この駒から振動がボディ伝わると、ボディの空洞の中で音が響き渡り、美しいバイオリンの音色になるわけです。
バイオリンの各部位ごとの名称
駒やボディ以外にもバイオリンの美しい音色を支える部品がたくさんあります。ここでは、各部位ごとの名称とその役割についてご説明いたします。
弦
弦楽器の名の通り、弦はバイオリンの音の源を作るものです。中央に4本貼られていて、向かって左からG線(ソ)、D線(レ)、A線(ラ)、E線(ミ)と呼ばれています。
素材により3つの種類があります。
スチール弦
金属でできた弦で、取り扱いが簡単で大きな音が出やすいことから、初心者や子供用のバイオリンに使われています。金属で硬いため、シャープな音が出ることが特徴です。
ナイロン弦
合成繊維でできた弦です。スチール弦並みに取扱いが簡単で、金属と違い音が柔らかいことが特徴です。現在のバイオリンの主流の弦です。
ガット弦
羊の腸から作られた昔ながらの弦です。
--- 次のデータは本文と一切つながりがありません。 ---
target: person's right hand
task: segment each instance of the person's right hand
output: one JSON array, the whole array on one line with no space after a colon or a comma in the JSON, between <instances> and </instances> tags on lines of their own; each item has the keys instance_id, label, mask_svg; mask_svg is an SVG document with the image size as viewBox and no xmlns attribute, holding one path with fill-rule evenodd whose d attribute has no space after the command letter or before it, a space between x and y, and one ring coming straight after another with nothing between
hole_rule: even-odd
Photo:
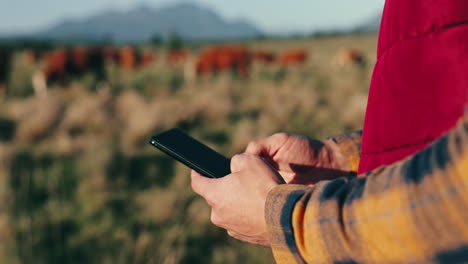
<instances>
[{"instance_id":1,"label":"person's right hand","mask_svg":"<svg viewBox=\"0 0 468 264\"><path fill-rule=\"evenodd\" d=\"M287 183L314 184L348 175L350 166L332 140L286 133L251 141L245 151L261 156Z\"/></svg>"}]
</instances>

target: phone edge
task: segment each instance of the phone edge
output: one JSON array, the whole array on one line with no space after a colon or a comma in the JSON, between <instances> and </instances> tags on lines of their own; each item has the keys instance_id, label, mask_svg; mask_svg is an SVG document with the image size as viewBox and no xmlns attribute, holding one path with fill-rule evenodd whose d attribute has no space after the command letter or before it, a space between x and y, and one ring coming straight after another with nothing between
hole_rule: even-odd
<instances>
[{"instance_id":1,"label":"phone edge","mask_svg":"<svg viewBox=\"0 0 468 264\"><path fill-rule=\"evenodd\" d=\"M190 162L188 161L185 157L179 155L178 153L172 151L171 149L167 148L166 146L160 144L157 139L155 139L155 136L151 137L150 139L150 142L149 142L152 146L156 147L157 149L161 150L162 152L166 153L167 155L173 157L174 159L176 159L177 161L183 163L185 166L197 171L198 173L204 175L204 176L207 176L207 177L210 177L210 178L214 178L214 179L217 179L219 177L217 177L216 175L214 175L212 172L208 171L208 170L205 170L203 168L201 168L200 166L198 166L196 163L193 163L193 162Z\"/></svg>"}]
</instances>

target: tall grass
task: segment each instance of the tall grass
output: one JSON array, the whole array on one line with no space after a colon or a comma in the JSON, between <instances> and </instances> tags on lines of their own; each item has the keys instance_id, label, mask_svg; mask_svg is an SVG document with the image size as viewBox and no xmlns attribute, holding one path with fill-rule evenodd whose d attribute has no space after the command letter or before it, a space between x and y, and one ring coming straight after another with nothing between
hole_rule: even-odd
<instances>
[{"instance_id":1,"label":"tall grass","mask_svg":"<svg viewBox=\"0 0 468 264\"><path fill-rule=\"evenodd\" d=\"M269 249L210 224L189 170L147 140L179 127L233 155L279 131L320 139L360 129L375 36L247 45L305 48L311 59L254 65L249 79L191 79L161 61L109 65L107 81L85 76L46 98L29 96L34 66L15 62L0 105L0 262L271 263ZM342 47L363 50L367 65L337 67Z\"/></svg>"}]
</instances>

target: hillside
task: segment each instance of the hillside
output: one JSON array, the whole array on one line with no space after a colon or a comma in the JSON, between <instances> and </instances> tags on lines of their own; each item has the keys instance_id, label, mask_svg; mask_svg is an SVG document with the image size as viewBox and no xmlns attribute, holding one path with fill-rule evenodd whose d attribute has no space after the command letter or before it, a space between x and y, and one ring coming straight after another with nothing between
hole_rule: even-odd
<instances>
[{"instance_id":1,"label":"hillside","mask_svg":"<svg viewBox=\"0 0 468 264\"><path fill-rule=\"evenodd\" d=\"M191 3L155 9L141 5L59 22L34 34L52 40L142 42L176 33L188 40L252 38L262 32L244 20L228 21L214 10Z\"/></svg>"}]
</instances>

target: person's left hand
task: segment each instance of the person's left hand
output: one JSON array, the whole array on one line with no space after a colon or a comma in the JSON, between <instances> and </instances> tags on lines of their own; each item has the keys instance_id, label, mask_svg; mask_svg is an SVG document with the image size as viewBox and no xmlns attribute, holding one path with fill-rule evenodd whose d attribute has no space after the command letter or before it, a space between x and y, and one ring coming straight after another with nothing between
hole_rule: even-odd
<instances>
[{"instance_id":1,"label":"person's left hand","mask_svg":"<svg viewBox=\"0 0 468 264\"><path fill-rule=\"evenodd\" d=\"M231 174L211 179L192 170L192 188L211 206L211 222L236 239L269 246L265 223L268 193L284 183L259 156L239 154L231 159Z\"/></svg>"}]
</instances>

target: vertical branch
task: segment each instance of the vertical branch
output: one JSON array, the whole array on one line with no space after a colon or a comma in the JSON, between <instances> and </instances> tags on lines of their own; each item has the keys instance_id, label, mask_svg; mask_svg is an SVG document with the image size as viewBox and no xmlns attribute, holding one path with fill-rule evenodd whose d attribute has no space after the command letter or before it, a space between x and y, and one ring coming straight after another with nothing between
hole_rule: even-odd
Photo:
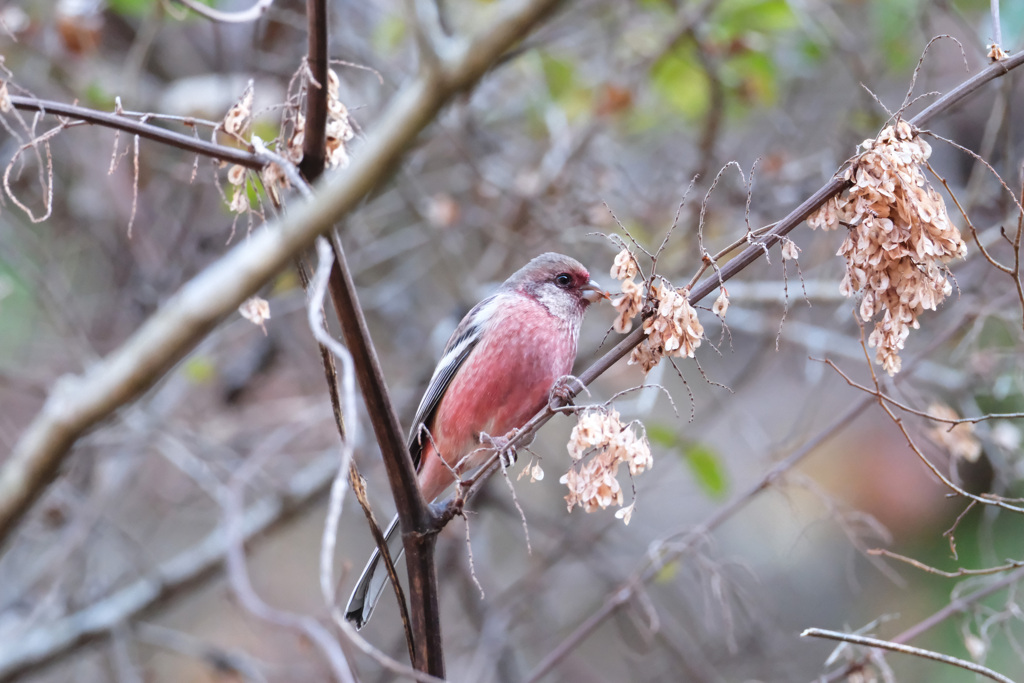
<instances>
[{"instance_id":1,"label":"vertical branch","mask_svg":"<svg viewBox=\"0 0 1024 683\"><path fill-rule=\"evenodd\" d=\"M303 131L302 161L299 170L309 183L324 172L327 159L327 3L307 0L309 53L306 64L312 76L306 84L306 127ZM334 255L337 259L337 254Z\"/></svg>"},{"instance_id":2,"label":"vertical branch","mask_svg":"<svg viewBox=\"0 0 1024 683\"><path fill-rule=\"evenodd\" d=\"M323 174L326 159L327 17L325 0L308 0L306 7L309 23L307 59L314 82L306 87L306 127L299 168L308 181L315 182ZM328 282L331 301L341 323L345 345L356 360L359 385L384 457L406 543L409 593L412 600L413 665L421 671L443 677L444 653L441 649L441 620L434 568L436 525L420 495L416 468L409 457L377 352L359 305L355 284L345 261L345 252L336 235L331 239L331 249L334 252L334 265ZM387 544L381 543L382 540L377 538L378 547L382 553L387 553ZM404 615L405 605L401 605L401 610Z\"/></svg>"},{"instance_id":3,"label":"vertical branch","mask_svg":"<svg viewBox=\"0 0 1024 683\"><path fill-rule=\"evenodd\" d=\"M189 280L128 339L82 375L56 382L46 403L26 425L0 468L0 544L9 541L31 503L46 490L82 434L151 388L225 316L286 267L300 251L307 249L318 235L330 230L339 216L351 211L367 193L379 186L441 108L459 93L470 90L557 4L558 0L500 3L484 26L454 46L451 54L443 56L437 74L416 77L391 98L351 165L343 173L321 178L315 198L298 202L287 214L271 221L266 229L254 231L248 239ZM1012 59L1007 60L1007 64ZM1002 63L999 66L1004 70L1008 68ZM125 120L116 123L124 129L138 125ZM146 128L150 133L157 130L151 126ZM161 134L159 139L170 137ZM195 140L178 137L183 138L183 145L187 144L190 149L195 147ZM219 146L217 149L216 156L230 157L229 153L220 152ZM251 159L247 161L252 163ZM262 162L258 165L262 166ZM339 265L343 265L344 255L337 243L334 246ZM356 359L360 383L396 494L413 590L419 592L412 605L418 638L417 666L430 672L443 672L437 597L433 590L436 577L432 566L433 534L437 524L416 485L412 459L391 409L386 387L380 380L380 369L369 346L351 277L342 268L331 279L342 290L347 289L346 296L339 297L345 300L344 305L338 301L335 304L339 310L346 311L340 319ZM426 590L422 590L424 588Z\"/></svg>"},{"instance_id":4,"label":"vertical branch","mask_svg":"<svg viewBox=\"0 0 1024 683\"><path fill-rule=\"evenodd\" d=\"M299 169L310 182L315 182L324 171L326 160L327 127L327 16L325 0L308 0L306 11L309 26L309 53L307 63L311 81L306 86L306 122L303 131L302 162ZM345 261L345 253L335 235L331 239L334 264L331 267L328 290L334 310L341 323L345 345L356 361L360 388L373 423L377 442L387 467L395 504L406 539L409 586L412 598L412 618L408 619L406 605L401 604L406 636L411 640L410 655L413 665L421 671L444 676L444 656L441 649L441 622L437 600L437 576L434 569L436 530L433 516L419 493L416 469L402 435L388 395L384 375L380 370L376 350L366 328L366 320L359 305L355 284ZM323 349L321 348L321 353ZM333 365L333 363L332 363ZM330 370L327 369L328 384ZM329 386L332 397L335 387ZM332 398L333 402L333 398ZM335 407L337 412L337 407ZM339 429L341 416L335 415ZM344 438L344 435L342 435ZM353 472L354 474L354 472ZM379 530L375 534L378 547L388 553ZM386 560L389 574L393 573L390 558ZM402 602L401 591L398 599ZM412 633L409 633L411 621Z\"/></svg>"},{"instance_id":5,"label":"vertical branch","mask_svg":"<svg viewBox=\"0 0 1024 683\"><path fill-rule=\"evenodd\" d=\"M332 235L336 258L331 269L331 297L341 321L345 345L355 361L356 376L366 402L367 413L380 445L388 482L398 508L405 554L409 570L409 597L412 613L416 661L420 671L444 676L441 650L441 619L437 601L437 573L434 567L434 545L437 528L416 481L416 468L406 446L398 417L395 415L380 368L377 352L370 340L366 318L356 295L352 273L345 252Z\"/></svg>"}]
</instances>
バイオリンの音といえばガット弦を指すくらい、歴史のある弦です。
ただし、湿度や温度の影響を受けやすく、取り扱いが難しいことが難点です。
また、弓で鳴らすのも技術が必要で、ガット弦は上級者向けの弦です。バイオリンをやった方なら、一度はガット弦を弾いてみたいですよね。
ボディ
バイオリンの中心となるボディは、弦の音を響かせる振動板の役目を持っています。弦がある面を表板、その反対面が裏面、そして側面部分を側板といいます。
また、弦を指で押さえる部分をネックといいます。
表板の素材は「スプルース」と呼ばれるマツ科の木材が使われています。
また、表板の左右には「f字孔」と呼ばれる穴があるのが特徴的ですよね。
裏板、側板、ネックには楓が使われています。「メイプル」とも呼ばれますよね。
ボディの中は空洞構造なのですが、f字孔から覗くと「魂柱(こんちゅう)」と呼ばれる丸い柱が立っていることがわかります。
表板の振動を裏板に効果的に伝える役割を担っています。
駒(ブリッジ)
駒(ブリッジ)には大きく2つの役割があります。
- 弦が所定の位置からずれないように支える
- 弦の音を表板に効果的に伝える
もう1つは、弦で発生した音を表板に効果的に伝えることです。素材は楓でできています。
駒はボディに固定されているのではなく、弦と表板に挟んでいるだけなので、衝撃を与えると倒れてしまいます。
弓
バイオリン演奏の特徴である弓は、構造を支える竿と弦を弾く毛の部分からできています。
竿は、「フェルナンブコ」という木材でできています。このフェルナンブコは大変固く強度があるため、弓にもっとも適した材料と言われています。
しかし、近年はフェルナブコが激減して絶滅危惧種に登録されています。
そこで、最近はカーボン弓が登場しています。カーボンはいろいろな製品に使われているように、取り扱いも容易で、強度もある素材です。フェルナンブコに比べ硬さがあるのが弱点ですが、木材に比べ曲りや変形が無いため、初心者には取り扱いやすい弓です。
また、毛の部分は馬の尻尾が使われています。1つの弓に200~300本の毛が束ねて使われています。
弦と摩擦が起きるので、切れたり細くなったりするので、定期的に交換する必要があります。演奏中に毛が弓から飛び出ている光景を見かけることがありますよね。
弓を英語で「ボウ」というため、バイオリンの弓を弾くことを「ボウイング」と言います。
バイオリンの各部位の名称についてのまとめ
バイオリンの各部位について、名称とその役割について紹介しました。
ただ弦の音が聞こえているわけではなく、楽器全体でバイオリン特有の音が作られているんですね。
バイオリンの音を聞く機会があった際には、ここで紹介したすべてが音を作り出していることを想像しながら聞いてくださいね。